奉天城的残雪尚未化尽,护城河沿岸的冰面依旧坚硬如铁,清晨的朝阳洒在残雪之上,折射出细碎的金光。
西关外的元宵摊子沿街排开,糯米甜香与热油气息交织飘散。
引得街巷间孩童追逐嬉闹,拽着家中长辈的衣角讨要甜食,一派难得的安稳景象。
这是我举家迁入统领府后的第一个上元佳节,府邸朱红垂花门前悬挂起两盏红灯笼,庭院青松缀着彩绸,青石板地面清扫得干干净净。

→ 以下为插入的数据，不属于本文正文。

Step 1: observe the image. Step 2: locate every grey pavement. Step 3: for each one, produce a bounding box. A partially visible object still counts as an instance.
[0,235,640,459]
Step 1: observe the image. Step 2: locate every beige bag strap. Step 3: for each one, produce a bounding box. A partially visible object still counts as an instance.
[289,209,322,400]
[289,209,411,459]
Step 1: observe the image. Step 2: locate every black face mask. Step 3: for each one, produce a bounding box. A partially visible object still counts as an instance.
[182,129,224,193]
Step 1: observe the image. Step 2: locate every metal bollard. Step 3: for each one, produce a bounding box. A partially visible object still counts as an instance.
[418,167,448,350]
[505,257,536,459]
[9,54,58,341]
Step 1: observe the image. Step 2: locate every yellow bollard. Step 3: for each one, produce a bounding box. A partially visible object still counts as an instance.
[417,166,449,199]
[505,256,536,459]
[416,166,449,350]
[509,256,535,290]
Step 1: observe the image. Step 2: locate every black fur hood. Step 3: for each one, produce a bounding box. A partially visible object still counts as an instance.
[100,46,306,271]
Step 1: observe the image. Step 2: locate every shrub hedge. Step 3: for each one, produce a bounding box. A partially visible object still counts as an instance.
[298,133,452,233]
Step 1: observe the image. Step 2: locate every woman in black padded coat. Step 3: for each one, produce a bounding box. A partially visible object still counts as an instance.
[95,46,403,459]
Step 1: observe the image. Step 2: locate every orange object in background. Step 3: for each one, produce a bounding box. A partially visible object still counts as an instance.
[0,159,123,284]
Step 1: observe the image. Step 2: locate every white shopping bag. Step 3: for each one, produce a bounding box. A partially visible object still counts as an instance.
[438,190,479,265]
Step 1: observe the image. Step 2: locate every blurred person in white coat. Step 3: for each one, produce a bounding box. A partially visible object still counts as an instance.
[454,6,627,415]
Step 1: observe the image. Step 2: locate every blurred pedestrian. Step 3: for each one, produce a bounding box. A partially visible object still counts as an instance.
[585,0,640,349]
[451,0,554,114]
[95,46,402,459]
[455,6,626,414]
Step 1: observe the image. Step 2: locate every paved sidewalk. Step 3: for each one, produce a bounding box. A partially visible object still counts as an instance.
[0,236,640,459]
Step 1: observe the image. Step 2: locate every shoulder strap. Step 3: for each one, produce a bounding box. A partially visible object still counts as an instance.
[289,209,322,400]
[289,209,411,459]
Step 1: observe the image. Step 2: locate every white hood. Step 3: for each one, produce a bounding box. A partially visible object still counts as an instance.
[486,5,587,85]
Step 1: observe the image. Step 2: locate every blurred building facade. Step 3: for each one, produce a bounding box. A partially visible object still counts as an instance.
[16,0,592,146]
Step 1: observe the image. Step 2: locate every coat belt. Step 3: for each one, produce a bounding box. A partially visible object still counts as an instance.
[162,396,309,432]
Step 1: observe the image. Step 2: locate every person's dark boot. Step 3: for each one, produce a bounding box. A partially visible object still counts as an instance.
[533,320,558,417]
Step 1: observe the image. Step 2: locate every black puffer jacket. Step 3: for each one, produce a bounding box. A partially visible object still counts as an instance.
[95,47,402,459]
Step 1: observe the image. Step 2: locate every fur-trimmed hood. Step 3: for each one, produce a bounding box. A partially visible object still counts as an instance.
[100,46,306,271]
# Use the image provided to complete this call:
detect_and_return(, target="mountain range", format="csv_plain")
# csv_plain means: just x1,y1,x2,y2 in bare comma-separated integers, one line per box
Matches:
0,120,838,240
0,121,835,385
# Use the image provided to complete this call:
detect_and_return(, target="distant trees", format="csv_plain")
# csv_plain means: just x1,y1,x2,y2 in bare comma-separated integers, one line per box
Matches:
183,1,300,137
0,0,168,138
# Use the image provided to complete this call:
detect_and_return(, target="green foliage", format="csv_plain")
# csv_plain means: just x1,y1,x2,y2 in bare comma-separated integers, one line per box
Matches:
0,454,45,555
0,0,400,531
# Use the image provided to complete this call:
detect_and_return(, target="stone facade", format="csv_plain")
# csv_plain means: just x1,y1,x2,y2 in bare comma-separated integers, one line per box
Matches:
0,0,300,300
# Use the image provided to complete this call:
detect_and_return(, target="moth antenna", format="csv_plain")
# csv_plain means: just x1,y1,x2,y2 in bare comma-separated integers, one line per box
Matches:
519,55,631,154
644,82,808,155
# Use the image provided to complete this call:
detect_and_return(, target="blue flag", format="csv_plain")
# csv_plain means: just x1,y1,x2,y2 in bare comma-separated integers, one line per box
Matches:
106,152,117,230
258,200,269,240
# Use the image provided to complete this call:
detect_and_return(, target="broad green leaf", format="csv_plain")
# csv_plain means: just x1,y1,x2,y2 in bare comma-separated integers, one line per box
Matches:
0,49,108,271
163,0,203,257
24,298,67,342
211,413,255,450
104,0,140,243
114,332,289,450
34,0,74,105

府内上下井然有序,仆役往来轻手轻脚,不敢惊扰内院安宁。
卢寿萱依旧操持着家中大小事务,细致稳妥,张学良今年已经八岁。
穿着一身新制的蓝布棉袍,手里攥着一支小竹弓,在廊下跑来跑去,眉眼间带着几分少年人的英气。
跑累了便伏在石桌上练字,一笔一画写得认真,全然不知外头的世道正悄然酝酿着翻天覆地的变化。
我站在正厅廊下,望着庭院中的妻儿,心中稍定。
来到这世间已是数载,从八角台一隅的小小哨官,一步步走到奉天巡防营统领之位,一路刀光剑影、人心险恶,数次在生死边缘徘徊,能有今日这一方安稳,实属不易
“统领,都安排妥当了。”
亲兵轻声上前禀报,语气恭谨,腰杆挺得笔直。
如今统领府的护卫皆是我亲自挑选的老兵,忠心可靠,行事利落,寻常人等根本近不了我的身。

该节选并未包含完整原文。